# Computation Graph

This page gives an overview of the general representation of the computation graph.

It must support multiple features:

- static typing
- variables (read / write / pointers)
- 0 to many number of return values per operation
- function calls

Some other features will be added later, but design should already take them into account:
- dynamic typing
- control flow (loops, conditions)

## Value

A Value represent an actual value represented in the graph.
It can be:
- a placeholder / argument
- a constant
- the output of an operation.

There is no variable type.

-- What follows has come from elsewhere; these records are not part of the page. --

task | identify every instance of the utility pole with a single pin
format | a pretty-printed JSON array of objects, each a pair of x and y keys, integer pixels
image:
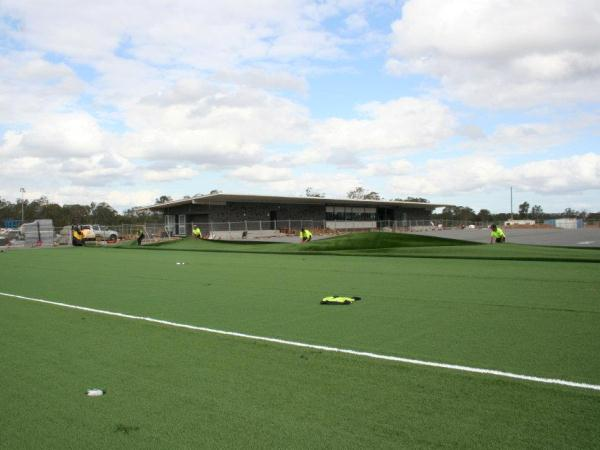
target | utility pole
[
  {"x": 511, "y": 215},
  {"x": 22, "y": 205}
]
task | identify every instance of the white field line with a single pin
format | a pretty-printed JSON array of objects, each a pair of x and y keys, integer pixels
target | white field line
[{"x": 417, "y": 362}]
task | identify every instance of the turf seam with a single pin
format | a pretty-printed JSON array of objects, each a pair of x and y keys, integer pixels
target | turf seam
[
  {"x": 411, "y": 361},
  {"x": 371, "y": 255}
]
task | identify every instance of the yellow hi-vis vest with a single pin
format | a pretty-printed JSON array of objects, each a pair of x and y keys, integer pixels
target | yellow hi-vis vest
[
  {"x": 338, "y": 300},
  {"x": 305, "y": 234},
  {"x": 498, "y": 233}
]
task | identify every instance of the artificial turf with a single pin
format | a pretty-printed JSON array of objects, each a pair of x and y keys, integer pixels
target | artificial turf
[
  {"x": 388, "y": 245},
  {"x": 171, "y": 386},
  {"x": 168, "y": 388}
]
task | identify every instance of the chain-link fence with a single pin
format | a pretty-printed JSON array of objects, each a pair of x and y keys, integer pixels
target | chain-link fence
[{"x": 28, "y": 236}]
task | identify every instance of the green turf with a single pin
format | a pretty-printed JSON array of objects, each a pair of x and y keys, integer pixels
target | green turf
[
  {"x": 169, "y": 388},
  {"x": 531, "y": 317},
  {"x": 389, "y": 245}
]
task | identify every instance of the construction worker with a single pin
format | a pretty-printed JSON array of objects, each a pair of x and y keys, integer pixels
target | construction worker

A placeholder / const can be of type `ptr`, which can be read / written, and acts like a variable.

In [1]:
class Value:
    
    def __init__(self, name, ty):
        # value name
        self.name = name
        
        # graph the node belong to
        self.graph = graph
        
        # value type (might be tensor, pointer, void, or others)
        self.ty = ty
        
        # Operation defining self (might be none)
        self.opdef = None
        
        # Operations that have self as input
        self.users = []
        
class ConstValue(Value):
    
    def __init__(self, val):
        # val transformed to understandable representation for the framework
        # stored as data in the host memory
        # will be copied to device memory only at exec time
        pass
    
    # returns true if it's tensor with all values same
    def is_splat(self): pass

class PlaceholderValue(Value):
    
    def __init__(self, ty):
        # Value will be given at execution time
        # Must be of same type as ty
        pass
    
class OpValue(Value):
    
    def __init__(self, op, output_idx):
        # op is the operation creating this value
        # output_idx is the index of self in the list of outputs of op
        pass

# Types

Every value has a type, can be any of:

- Void: Not sure it's really useful yet, an op that returns nothing just returns no value, and not a value type void, but maybe could be useful for some special ops / templating.
- StaticTensor: Tensor with known datatype and known shape
- DynamicTensor: Tensor with known datatype and unknown shape.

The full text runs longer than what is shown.